After completing two stories, the money ran out, and the partners decided to have an opera house on the second floor. Not long after the building was completed, it was sold to J.M. Castle, owner of a general store on the south side of busy Commercial Ave.
Early in the morning on Tues., Oct. 4, 1898, the citizens of Lowell were awakened from their slumber by the dreaded cry of "Fire!" Flames were first discovered under the hardware store of Haskins and Brannon, on the same site as the earlier Thorne Hardware store, just west of Wall St.
The fire was quickly extinguished by Paul Mahler, who first discovered the flames, and by Hiram Haskin, hardware owner. Haskin returned home to tell his wife that he was going to stand watch at the store for the rest of the night, and upon his return he saw fire in Dr. Bacon's barn to the rear of what is now the Colfax Masonic Lodge building, then housing George Waters' drug store.

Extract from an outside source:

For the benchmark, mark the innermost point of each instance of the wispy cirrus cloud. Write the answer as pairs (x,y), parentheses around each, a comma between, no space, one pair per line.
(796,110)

Haskins called the town marshal and then tried in vain to ring the fire bell. There had been maintenance work done on the bell, and the clapper would not ring.
Finally the townspeople turned out in large numbers, and everyone helped with the bucket brigade. The town's new water system was not yet completed, and no fire hydrants were available, so the main water supply came from the windmill at the Bacon home and from wells at other nearby homes.
When the heavy smoke cleared, there was nothing remaining but piles of brick and rubble. The fire destroyed buildings on three blocks, burning westward, and was checked only at the "Gregory Block" building at Commercial Ave. and Mill St.
The large brick building was saved by the townspeople with a bucket brigade, wet sacks and blankets on the roof. Rain came down in torrents during the fire, so they dammed the gutter for an added water supply.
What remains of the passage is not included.